Friday, April 11, 2008

Define a Target


It is invaluable to define a clear target to rally the troops. Without that target, the troops are unsure what they are fighting for, they can't make decisions for themselves and they don't know when to stop. Design and development teams thrive on these types of elements to maintain motivation.

What are we fighting for? How will we change the world? The design and development team wants to know that their work has some meaning, that it will be the best in some way. Without knowing exactly what that end state is intended to be, it is difficult to grasp how it will be the best of bread. Which in turn causes teams to loose motivation. The work ends up being no more more that a series of task that they do in order to get paid. For some people this is OK and they prefer to work in this manner, but you can't expect them to innovate or go beyond the call of duty without motivation.

What do I do next? The key to a efficient team is that they are self motivated and know exactly what to do next. If they need to wait for instructions on the next steps, bottle neck start to form. They are not able to make educated decisions based on their granular knowledge which can lead to lost opportunities and avoidances.

Are we there yet? It's not just about knowing if a given task is complete, it's also about knowing to what level each piece has to be taken to, again related to granular knowledge. This obviously has an impact on scheduling causing last minute decisions to either ship in a weak state or miss the delivery date.

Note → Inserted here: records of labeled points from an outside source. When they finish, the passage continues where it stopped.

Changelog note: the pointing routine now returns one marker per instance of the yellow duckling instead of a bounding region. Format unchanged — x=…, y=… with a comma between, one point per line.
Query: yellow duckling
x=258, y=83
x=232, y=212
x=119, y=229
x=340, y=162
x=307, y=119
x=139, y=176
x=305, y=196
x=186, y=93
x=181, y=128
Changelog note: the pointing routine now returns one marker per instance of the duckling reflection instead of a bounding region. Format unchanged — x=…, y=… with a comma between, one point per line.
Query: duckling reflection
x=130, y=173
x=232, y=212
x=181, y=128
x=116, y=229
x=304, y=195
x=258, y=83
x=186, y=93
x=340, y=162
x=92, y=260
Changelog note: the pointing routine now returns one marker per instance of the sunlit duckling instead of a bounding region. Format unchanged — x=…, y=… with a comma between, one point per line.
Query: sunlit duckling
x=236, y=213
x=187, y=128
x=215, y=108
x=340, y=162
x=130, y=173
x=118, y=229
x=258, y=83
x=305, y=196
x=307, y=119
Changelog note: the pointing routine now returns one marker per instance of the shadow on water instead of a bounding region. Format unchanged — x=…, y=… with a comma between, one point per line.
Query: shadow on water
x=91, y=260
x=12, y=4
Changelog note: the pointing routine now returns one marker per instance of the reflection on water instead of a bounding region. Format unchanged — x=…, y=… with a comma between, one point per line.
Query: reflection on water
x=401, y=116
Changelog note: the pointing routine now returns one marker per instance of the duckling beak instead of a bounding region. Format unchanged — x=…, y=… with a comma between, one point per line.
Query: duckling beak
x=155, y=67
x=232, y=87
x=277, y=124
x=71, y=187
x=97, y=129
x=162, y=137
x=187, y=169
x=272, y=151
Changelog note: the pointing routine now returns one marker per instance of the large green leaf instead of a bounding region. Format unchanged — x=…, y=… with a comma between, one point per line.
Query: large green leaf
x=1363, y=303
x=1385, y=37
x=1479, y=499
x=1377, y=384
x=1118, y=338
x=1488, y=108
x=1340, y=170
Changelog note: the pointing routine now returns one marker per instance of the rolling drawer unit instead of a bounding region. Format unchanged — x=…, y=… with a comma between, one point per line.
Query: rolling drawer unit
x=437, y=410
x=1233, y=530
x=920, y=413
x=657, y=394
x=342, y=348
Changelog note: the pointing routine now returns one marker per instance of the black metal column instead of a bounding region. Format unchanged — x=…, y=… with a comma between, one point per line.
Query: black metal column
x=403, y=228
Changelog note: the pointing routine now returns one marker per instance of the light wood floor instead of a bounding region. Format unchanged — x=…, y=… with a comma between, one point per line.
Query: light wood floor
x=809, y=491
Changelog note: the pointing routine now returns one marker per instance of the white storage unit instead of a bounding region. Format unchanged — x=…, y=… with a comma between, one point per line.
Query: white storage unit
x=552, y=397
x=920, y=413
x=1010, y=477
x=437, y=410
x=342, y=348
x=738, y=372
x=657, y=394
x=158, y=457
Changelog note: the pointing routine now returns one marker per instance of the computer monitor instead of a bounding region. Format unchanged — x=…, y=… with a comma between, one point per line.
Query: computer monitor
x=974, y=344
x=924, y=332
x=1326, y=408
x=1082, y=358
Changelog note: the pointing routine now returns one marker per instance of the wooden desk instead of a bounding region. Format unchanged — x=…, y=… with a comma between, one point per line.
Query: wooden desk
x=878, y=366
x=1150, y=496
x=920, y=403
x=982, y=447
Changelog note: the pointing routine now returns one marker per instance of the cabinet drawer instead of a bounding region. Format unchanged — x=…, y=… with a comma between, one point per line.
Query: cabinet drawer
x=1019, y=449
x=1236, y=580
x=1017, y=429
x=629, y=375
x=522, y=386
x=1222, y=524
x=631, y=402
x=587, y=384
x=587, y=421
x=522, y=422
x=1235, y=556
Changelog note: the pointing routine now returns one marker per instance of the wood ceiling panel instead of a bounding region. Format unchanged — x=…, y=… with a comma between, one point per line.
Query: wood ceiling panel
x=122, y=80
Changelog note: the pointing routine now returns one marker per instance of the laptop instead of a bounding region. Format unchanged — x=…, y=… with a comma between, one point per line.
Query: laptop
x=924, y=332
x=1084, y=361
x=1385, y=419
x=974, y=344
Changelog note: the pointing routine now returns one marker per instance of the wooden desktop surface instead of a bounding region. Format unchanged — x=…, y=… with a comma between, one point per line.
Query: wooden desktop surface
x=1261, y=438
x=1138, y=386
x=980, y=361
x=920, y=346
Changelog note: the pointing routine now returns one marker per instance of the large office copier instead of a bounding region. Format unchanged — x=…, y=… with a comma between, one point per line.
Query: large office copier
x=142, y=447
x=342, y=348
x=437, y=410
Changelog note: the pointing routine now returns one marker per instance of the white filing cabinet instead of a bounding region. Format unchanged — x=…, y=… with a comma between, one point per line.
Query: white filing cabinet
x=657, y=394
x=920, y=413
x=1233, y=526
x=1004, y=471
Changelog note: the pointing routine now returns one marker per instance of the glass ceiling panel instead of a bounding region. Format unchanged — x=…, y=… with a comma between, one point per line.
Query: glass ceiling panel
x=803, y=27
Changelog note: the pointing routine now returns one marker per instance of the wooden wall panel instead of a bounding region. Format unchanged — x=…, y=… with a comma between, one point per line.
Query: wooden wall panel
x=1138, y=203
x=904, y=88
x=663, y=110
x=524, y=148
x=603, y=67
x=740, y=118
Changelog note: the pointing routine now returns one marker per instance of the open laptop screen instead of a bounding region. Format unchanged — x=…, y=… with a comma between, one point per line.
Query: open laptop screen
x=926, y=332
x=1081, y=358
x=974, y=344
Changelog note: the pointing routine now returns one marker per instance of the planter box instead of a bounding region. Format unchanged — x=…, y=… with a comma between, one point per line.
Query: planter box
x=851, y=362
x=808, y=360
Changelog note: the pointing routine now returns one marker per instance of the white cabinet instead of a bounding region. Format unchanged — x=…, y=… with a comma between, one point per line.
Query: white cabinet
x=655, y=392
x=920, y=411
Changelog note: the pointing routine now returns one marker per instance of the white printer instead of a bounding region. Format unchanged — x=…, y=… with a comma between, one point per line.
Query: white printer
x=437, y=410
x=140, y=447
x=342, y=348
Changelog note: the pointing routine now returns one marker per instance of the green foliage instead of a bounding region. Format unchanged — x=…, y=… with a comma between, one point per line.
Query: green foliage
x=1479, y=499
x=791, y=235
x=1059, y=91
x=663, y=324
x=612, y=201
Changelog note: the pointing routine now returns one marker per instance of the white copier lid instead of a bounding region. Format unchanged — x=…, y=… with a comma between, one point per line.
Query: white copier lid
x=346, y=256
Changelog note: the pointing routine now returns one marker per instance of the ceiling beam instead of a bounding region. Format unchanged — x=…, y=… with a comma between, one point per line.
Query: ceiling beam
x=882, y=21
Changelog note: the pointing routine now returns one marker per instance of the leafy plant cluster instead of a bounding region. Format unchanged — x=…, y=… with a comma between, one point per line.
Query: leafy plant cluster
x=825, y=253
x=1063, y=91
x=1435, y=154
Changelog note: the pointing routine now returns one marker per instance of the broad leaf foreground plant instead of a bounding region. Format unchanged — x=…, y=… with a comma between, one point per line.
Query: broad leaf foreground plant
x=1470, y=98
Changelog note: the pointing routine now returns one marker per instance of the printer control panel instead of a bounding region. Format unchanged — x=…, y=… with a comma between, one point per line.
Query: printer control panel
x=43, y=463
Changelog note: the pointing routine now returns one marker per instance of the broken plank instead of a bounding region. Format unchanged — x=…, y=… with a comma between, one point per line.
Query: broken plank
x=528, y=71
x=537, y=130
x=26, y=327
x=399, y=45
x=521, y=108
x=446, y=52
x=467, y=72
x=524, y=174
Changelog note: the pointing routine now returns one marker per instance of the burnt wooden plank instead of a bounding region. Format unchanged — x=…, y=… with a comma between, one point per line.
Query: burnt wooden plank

These are just some of the issues you face when you do not have a well defined target. Working with ambiguity, however, is something that we are constantly faced with in our tight deadlines and vague client directives. So how do you maintain a motivated, self-driven team that can schedule it's time? You could have Colin Powell make presentation for you, but hopefully you stipulate that the target may change or evolve over time. You can also use concepts instead of detailed pictures to communicate the state. Sometimes this can be done in a single sentence statement with lots of adjectives. Communicating the concept is much quicker then deciding on a final design on day 1. If there is a visual that is presented as the target, it should be made clear that final may evolve. You don't want box in creativity either. Thats a different blog.